Few radiologic studies have reported PCT findings from chest radiographs or CT appearance. Ginsberg et al. [2] showed CT imaging of PCT in 35 patients (31 were cancer patients) who underwent pulmonary resection. Round or oval lung nodules were observed in 33 patients on CT images by radiologists, and CT did not reveal any nodules in the remaining 2 patients due to diffused fibrosis or small size. Aubry et al. [8] showed that multiple or solitary nodules could be found in PCT patients based on CT images, but without specific CT imaging findings. In our study, no nodules were found in PCT patients on CT images, with the exception of 1 patient who had a history of lung cancer. Most of our PCT patients had obvious bronchiectasis and chronic inflammation. As a result, the indirect imaging findings of massive patchy shadow or multiple small patchy shadows were found in 13 patients. For those patients, chest radiographs and CT images could not reveal the typical tumorlet nodules. PCT can be obscured by local inflammation. Therefore, it is hard to observe the small nodules in these patients, which consequently results in a high rate of missed diagnoses. It was difficult to estimate the prevalence of tumorlets because the 14 patients in this study had pathologically documented tumorlets. Our study showed that patients who had bronchiectasis, chronic inflammation, or tuberculosis are more likely to have PCT, which may help radiologists diagnose this under-recognized condition.
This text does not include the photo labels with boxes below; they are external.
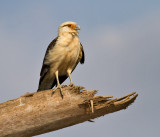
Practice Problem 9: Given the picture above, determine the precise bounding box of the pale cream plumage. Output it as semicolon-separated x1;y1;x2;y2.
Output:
38;22;84;98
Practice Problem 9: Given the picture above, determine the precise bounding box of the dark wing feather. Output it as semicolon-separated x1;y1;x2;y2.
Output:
39;37;58;87
80;43;85;64
52;43;85;87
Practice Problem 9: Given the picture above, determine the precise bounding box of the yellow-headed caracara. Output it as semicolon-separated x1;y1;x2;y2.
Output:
38;22;85;98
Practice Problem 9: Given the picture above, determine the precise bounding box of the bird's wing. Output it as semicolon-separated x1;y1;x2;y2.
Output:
77;43;85;64
56;43;85;86
39;37;58;86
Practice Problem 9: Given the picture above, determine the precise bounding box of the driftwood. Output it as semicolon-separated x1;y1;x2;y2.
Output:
0;86;138;137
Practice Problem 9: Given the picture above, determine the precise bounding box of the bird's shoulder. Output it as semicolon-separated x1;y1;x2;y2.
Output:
40;37;58;76
79;43;85;64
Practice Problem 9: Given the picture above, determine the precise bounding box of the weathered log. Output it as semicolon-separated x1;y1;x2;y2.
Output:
0;86;138;137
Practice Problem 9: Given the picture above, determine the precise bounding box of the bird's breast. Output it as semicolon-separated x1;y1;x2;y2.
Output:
49;34;81;75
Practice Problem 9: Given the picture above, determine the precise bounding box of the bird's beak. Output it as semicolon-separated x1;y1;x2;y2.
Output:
74;25;81;30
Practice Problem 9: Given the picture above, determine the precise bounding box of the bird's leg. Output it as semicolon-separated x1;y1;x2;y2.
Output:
52;71;63;99
67;70;75;87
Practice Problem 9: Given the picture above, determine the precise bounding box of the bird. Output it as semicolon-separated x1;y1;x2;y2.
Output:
37;21;85;99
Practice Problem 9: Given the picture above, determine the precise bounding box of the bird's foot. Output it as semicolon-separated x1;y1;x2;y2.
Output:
68;83;76;87
52;85;63;99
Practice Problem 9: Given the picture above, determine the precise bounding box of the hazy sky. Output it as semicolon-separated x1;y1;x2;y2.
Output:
0;0;160;137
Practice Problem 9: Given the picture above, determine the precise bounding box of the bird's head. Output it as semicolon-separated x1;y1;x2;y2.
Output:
58;21;80;35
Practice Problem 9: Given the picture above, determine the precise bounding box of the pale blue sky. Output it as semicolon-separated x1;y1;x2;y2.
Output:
0;0;160;137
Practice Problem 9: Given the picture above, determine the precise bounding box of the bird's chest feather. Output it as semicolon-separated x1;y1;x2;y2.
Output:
47;34;81;74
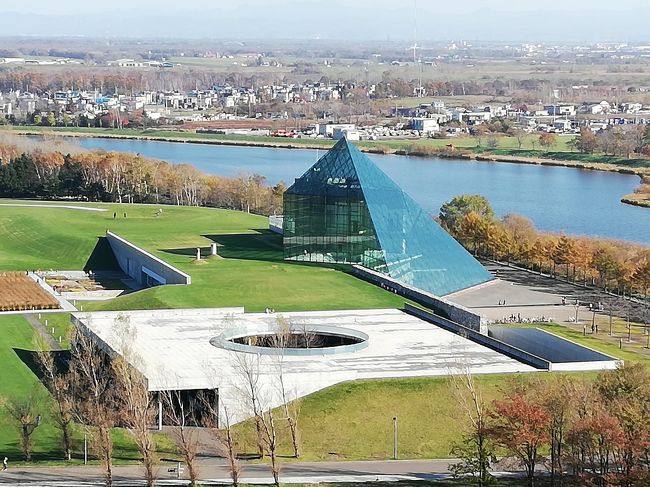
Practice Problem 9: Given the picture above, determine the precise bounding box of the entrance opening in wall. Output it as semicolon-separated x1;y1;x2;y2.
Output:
142;266;167;287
The main limitation of our study is the relatively small number of enrolled patients. The main purpose in writing this paper was to increase the awareness that patients with recurrent bronchiectasis or chronic inflammation may also have PCT. A multi-center study including more PCT patients is needed to confirm our findings.

Conclusions

PCT occurs most commonly in middle-aged women who have chronic lung diseases such as bronchiectasis or inflammation. Our results show that patients with bronchiectasis, atelectasis, chronic inflammation, or tuberculosis are more likely to have PCT. This information may be useful for radiologists to consider in the differential diagnosis of PCT when they encounter recurrent chronic pulmonary inflammation or multiple tumorlets in clinical practice and could help make an accurate preoperative diagnosis.